Robert Poole on Mass Transit Financial Stability.

In the latest edition of Reason’s Surface Transportation News (#128), Robert Poole discusses my CityLab post: How to Make Mass Transit Sustainable Once and For All, as well as some other ideas that are also worth a look.

“… CityLab published a comprehensive piece by David Levinson of the University of Minnesota: “How to Make Mass Transit Financially Sustainable Once and for All.” To introduce the subject, he makes a good case that over the last 40 years or so, transit has been in a state of crisis that we have mostly refused to recognize. “Current strategies have not placed transit on a financially sustainable path,” he writes—and he’s correct.
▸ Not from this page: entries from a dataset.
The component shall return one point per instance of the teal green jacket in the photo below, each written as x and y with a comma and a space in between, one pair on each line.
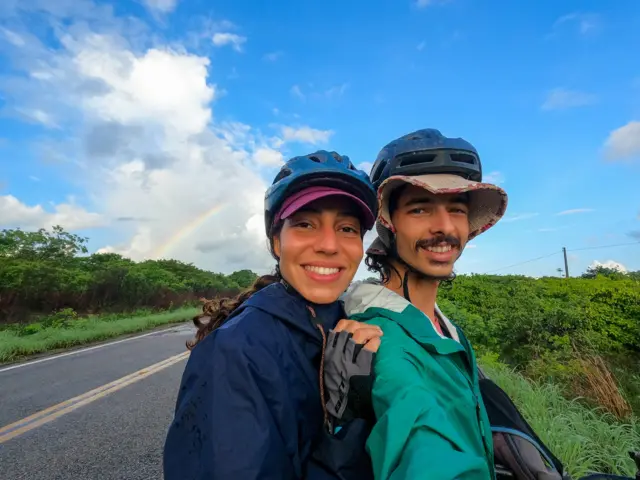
431, 421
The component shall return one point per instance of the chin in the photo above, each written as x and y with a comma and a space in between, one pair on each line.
439, 273
322, 295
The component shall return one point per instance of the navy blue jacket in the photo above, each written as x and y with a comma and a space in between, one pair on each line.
249, 404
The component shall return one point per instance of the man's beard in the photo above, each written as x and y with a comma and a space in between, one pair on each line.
425, 243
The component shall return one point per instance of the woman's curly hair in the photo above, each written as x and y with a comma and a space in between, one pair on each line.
215, 312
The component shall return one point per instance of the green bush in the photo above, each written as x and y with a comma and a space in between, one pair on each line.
48, 271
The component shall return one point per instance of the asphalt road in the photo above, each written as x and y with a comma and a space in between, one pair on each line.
117, 435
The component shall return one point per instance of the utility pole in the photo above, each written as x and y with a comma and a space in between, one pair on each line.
566, 264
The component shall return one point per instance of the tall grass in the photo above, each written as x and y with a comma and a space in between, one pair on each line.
19, 342
585, 440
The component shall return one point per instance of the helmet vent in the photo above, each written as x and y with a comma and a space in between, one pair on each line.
415, 159
463, 158
285, 172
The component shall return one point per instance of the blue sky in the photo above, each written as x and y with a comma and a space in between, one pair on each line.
126, 121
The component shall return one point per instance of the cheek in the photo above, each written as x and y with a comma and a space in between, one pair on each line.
290, 245
355, 251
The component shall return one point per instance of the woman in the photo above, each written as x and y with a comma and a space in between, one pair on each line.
251, 404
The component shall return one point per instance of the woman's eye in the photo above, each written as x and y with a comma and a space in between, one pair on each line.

As a long-time transportation researcher, Levinson has thought a lot about this problem, concluding that “transit should be successful and cover its costs,” but to do that it needs to be reconceptualized as a kind of public utility. The rest of the piece sets forth and briefly explains seven key aspects of this model:

  1. Reduce costs by competitive tendering of bus service as done in London;
  2. Increase fares, so that the average farebox recovery eventually exceeds 100% of operating costs (with transit vouchers for the poor);
  3. Require the use of a smart card and encourage seasonal passes;
  4. Cancel money-losing routes unless someone is willing to subsidize them;
  5. Recover future capital costs via land value capture (see NCHRP synthesis 459, “Using the Economic Value Created by Transportation to Fund Transportation”);
  6. Raise capital in bond and equity markets, like other utilities do; and,
  7. Fund transit locally, since its benefits are local.

These are very provocative ideas, and I think they are worth serious consideration, as transit faces the likelihood of declining federal support and massive fleet replacement and infrastructure refurbishment costs in coming decades. And I find it encouraging that Levinson’s piece is part of the CityLab “Future of Transportation” series funded by the Rockefeller Foundation.”